Due to a production error, an author's comment was added to the article in error.
A correction has been made to the section Discussion, Paragraph Number 8:
“In summary, abdominal pain, and constipation-related and AN-typical GI symptoms improved significantly and stabilized in most patients to a normal range during the treatment period. Diarrhea- and reflux-related symptoms overall played a less important role in patients with AN with normal values on average throughout treatment and therefore did not improve significantly during the timecourse. Disordered ED pathology at admission predicted the outcome of abdominal pain, constipation, and reflux, as well as AN-typical and overall GI symptoms; depression predicted the outcome of constipation symptoms; and stress predicted the outcome of constipation and AN-typical symptoms. Weekly measured BMI, serum amylase, anxiety, current age, age at first diagnosis, duration of illness, length of inpatient stay, vomiting behavior, or laxative misuse were not found to predict any GI outcomes. Further research comprising larger sample sizes in order to strengthen the results and enable analyses of different AN subgroups would be a necessary contribution to the field.”
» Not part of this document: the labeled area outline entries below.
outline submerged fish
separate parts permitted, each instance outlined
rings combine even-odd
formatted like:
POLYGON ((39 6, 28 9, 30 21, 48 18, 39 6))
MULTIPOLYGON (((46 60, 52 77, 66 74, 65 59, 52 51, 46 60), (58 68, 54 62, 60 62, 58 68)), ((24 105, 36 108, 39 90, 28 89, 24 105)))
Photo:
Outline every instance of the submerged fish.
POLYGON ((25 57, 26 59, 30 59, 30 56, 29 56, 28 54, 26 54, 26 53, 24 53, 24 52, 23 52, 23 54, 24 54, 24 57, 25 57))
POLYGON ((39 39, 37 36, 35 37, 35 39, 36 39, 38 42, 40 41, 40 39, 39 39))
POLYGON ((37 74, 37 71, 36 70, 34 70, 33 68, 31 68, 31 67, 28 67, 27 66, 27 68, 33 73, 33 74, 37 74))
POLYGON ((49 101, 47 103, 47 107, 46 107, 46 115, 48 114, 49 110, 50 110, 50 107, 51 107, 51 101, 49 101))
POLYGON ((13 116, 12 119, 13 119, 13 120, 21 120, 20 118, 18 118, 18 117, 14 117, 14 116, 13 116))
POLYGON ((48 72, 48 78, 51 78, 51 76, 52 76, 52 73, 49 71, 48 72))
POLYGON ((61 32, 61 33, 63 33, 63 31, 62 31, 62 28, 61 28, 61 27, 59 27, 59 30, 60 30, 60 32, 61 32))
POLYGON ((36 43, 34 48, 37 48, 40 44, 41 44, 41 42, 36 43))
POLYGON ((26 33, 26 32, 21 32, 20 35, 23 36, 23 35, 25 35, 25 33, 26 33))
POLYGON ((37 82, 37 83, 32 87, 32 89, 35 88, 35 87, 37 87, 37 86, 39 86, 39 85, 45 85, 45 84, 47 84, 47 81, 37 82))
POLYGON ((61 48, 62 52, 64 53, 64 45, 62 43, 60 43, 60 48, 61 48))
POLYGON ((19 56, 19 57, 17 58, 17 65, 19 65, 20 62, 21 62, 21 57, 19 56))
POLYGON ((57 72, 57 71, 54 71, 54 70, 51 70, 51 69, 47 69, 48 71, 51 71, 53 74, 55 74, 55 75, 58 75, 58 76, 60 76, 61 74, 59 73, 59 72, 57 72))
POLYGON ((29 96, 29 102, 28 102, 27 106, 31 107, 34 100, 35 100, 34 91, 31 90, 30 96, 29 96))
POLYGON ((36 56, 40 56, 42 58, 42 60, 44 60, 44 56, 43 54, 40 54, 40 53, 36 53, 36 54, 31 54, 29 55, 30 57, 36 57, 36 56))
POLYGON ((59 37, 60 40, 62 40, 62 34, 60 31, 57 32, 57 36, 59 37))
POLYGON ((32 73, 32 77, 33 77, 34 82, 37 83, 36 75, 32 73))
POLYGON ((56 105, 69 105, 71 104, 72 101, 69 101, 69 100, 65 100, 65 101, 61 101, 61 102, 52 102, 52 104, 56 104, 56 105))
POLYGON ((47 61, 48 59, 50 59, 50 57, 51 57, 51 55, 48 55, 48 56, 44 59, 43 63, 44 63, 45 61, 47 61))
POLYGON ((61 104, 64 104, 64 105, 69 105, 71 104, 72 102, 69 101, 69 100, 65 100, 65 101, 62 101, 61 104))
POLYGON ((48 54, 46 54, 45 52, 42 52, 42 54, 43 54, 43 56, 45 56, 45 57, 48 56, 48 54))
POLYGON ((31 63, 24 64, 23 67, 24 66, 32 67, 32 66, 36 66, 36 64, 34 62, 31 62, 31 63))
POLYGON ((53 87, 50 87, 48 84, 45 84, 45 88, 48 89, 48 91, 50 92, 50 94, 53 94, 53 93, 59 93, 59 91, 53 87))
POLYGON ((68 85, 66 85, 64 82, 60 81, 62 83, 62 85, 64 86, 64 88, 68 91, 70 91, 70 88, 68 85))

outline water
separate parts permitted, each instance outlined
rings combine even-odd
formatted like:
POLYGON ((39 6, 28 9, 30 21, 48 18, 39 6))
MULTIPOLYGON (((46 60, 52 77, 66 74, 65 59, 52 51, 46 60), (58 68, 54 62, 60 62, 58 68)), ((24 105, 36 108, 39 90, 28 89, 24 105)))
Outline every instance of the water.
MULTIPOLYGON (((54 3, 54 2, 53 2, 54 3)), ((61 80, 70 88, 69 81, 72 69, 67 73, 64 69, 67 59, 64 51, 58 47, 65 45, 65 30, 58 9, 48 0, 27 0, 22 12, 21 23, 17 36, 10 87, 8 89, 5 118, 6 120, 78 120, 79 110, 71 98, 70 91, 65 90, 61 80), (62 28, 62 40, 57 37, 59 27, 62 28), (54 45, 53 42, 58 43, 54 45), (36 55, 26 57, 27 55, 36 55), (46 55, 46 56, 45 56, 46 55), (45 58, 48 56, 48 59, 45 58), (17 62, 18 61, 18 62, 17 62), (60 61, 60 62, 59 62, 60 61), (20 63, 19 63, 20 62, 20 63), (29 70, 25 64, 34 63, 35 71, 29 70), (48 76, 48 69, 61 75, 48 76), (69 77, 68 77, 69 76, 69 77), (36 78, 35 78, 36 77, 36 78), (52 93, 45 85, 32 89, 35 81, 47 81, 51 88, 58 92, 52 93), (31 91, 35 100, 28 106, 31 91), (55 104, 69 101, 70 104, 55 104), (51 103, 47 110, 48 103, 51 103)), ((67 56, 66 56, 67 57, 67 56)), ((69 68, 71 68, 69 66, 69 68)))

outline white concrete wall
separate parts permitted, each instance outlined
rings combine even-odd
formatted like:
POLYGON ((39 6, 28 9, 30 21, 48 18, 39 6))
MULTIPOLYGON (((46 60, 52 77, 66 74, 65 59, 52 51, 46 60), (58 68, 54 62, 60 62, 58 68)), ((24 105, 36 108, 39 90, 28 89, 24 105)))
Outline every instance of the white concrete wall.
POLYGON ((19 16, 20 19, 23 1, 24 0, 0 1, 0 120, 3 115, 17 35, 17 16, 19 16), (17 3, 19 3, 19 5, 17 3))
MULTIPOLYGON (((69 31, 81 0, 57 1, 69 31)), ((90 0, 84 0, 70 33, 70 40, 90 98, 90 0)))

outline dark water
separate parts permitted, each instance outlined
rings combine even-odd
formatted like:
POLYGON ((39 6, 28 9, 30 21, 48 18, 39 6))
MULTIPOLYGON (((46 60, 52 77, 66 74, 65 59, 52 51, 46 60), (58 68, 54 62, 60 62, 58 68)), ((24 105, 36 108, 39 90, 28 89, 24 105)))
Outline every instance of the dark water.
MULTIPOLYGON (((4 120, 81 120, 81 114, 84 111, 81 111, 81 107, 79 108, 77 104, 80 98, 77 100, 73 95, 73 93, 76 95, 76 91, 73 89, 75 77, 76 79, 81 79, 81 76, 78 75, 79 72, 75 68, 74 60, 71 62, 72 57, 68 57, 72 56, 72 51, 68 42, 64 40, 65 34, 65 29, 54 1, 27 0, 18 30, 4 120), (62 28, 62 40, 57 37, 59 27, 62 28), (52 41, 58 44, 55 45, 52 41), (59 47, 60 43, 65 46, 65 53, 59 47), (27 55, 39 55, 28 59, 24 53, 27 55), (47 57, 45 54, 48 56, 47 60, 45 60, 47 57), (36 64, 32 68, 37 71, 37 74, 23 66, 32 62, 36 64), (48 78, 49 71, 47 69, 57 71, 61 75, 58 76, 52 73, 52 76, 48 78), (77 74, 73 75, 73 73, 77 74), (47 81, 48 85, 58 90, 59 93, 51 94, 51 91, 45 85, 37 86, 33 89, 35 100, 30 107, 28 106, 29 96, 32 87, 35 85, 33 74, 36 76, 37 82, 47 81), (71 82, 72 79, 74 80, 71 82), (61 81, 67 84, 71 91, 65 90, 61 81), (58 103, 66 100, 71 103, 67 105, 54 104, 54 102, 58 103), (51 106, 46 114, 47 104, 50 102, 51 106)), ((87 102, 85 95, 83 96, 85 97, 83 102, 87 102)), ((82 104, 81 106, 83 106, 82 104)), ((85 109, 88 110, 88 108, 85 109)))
Due to a production error, a word was added which changed the meaning of a sentence.
A correction has been made to the section Results, Predictors of gastrointestinal symptom improvement, Paragraph Number 2:
“More factors with p < 0.05 but > 0.005 are reported in Table 2 but not discussed further as they cannot safely be considered significant predictors due to multiple testing. Interactions between tested predictors and treatment week, which are supposed to indicate if an effect of a predictor changes during treatment, are not reported in Table 2 because no interaction was found to be significant with p < 0.005. Other tested predictors (BMI, serum amylase, age, age at first diagnosis, duration of disease, length of inpatient stay, vomiting behavior, laxative misuse, anxiety, and depression) did not significantly contribute to weekly GI development. Altogether, the most important contributing predictor was treatment time, as reported in the previous section.”
The publisher apologizes for these mistakes. The original article has been updated.